CHAPITRE 5 : L'INSTRUMENT TRUAND

5.1. Le mythe du mendiant aveugle et vielleux.

5.1.1. Le personnage du mendiant

Le mendiant errant est un personnage que l'histoire a mythifié. Il est chargé par l'imaginaire culturel d'être le possible représentant de deux figures antagoniques, celle du Dieu qui ne se laisse pas reconnaître et qu'il faudrait vénérer et celle du Mauvais, un misérable qui sème l'horreur autour de lui et qu'il faudrait condamner, exclure ou tuer. Mais les certitudes peuvent vaciller ; ce mendiant errant n'est peut-être pas ce qu'il donne à voir, car un Dieu peut toujours se cacher sous un gueux.

Dans un travail très éclairant, Alain Brossat 1 nous présente la double figure d'Ulysse. Celui-ci s'est fait humble mendiant ; il sait, nous dit Brossat, « toutes les ambiguïtés et incertitudes qui s'attachent à la figure du mendiant » Il connaît bien « l'aura qui, envers et contre tout, entoure ce mendiant, cet étranger frappé par le destin (mais qui se saurait prémuni contre les coups qui l'ont accablé…?) », voire ce Dieu « s'en allant de ville en ville inspecter les vertus des humains et leurs crimes » Mais Ulysse sait aussi « qu'autant qu'il suscitera la commisération et inquiétera par son mystère, il sera insulté, bafoué et rudoyé- car le mendiant, en ce monde là, c'est également et déjà un "parasite", un "goinfre qui refuse de travailler" un "fléau" » 1 .

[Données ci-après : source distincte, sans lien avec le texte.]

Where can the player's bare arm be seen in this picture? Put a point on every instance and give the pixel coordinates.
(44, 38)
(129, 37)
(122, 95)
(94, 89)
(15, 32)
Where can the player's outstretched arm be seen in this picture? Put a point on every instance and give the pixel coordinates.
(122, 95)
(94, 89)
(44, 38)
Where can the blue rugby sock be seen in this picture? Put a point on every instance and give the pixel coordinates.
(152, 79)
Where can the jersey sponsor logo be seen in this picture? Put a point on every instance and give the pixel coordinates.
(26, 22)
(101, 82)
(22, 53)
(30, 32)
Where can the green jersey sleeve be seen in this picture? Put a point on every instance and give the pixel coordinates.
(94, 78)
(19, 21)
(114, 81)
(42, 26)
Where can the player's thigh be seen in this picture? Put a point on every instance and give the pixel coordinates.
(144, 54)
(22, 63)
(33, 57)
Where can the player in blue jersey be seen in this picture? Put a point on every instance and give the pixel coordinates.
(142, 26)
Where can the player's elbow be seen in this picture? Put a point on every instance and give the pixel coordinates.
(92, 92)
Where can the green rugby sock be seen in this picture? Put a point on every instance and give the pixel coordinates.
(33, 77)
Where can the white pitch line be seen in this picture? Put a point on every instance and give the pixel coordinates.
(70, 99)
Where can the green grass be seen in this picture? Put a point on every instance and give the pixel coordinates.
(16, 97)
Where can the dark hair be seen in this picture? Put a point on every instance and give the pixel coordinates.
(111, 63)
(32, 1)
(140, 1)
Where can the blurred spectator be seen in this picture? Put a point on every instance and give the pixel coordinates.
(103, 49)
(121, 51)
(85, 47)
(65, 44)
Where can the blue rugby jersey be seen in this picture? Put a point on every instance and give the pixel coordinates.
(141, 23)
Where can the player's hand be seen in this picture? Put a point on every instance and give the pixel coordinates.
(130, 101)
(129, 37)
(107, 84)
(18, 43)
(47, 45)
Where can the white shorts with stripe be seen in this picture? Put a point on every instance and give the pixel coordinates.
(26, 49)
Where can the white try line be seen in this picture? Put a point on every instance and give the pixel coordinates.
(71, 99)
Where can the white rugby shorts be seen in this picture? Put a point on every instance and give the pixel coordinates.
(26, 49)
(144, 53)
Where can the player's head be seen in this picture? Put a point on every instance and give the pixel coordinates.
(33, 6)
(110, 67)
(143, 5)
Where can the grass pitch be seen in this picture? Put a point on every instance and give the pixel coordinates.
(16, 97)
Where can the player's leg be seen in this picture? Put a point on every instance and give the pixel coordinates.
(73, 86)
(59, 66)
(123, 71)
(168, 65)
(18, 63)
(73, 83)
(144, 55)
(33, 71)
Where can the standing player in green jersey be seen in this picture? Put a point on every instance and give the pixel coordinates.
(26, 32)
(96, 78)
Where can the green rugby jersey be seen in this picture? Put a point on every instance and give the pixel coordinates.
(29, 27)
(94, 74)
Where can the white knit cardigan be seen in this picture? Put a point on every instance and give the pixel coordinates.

Avec l'importance que prend la figure du pauvre, mais aussi avec toute l'ambivalence qui y est attachée, l'église catholique alimente ce mythe qui la précède.

Le pauvre est image du Christ et subit à son tour une « passion ». Starobinski 2 montre qu'il occupe une place nécessaire « dans l'économie du salut des âmes charitables […], il est le légitime témoin de ceux qui lui accordent sa subsistance ».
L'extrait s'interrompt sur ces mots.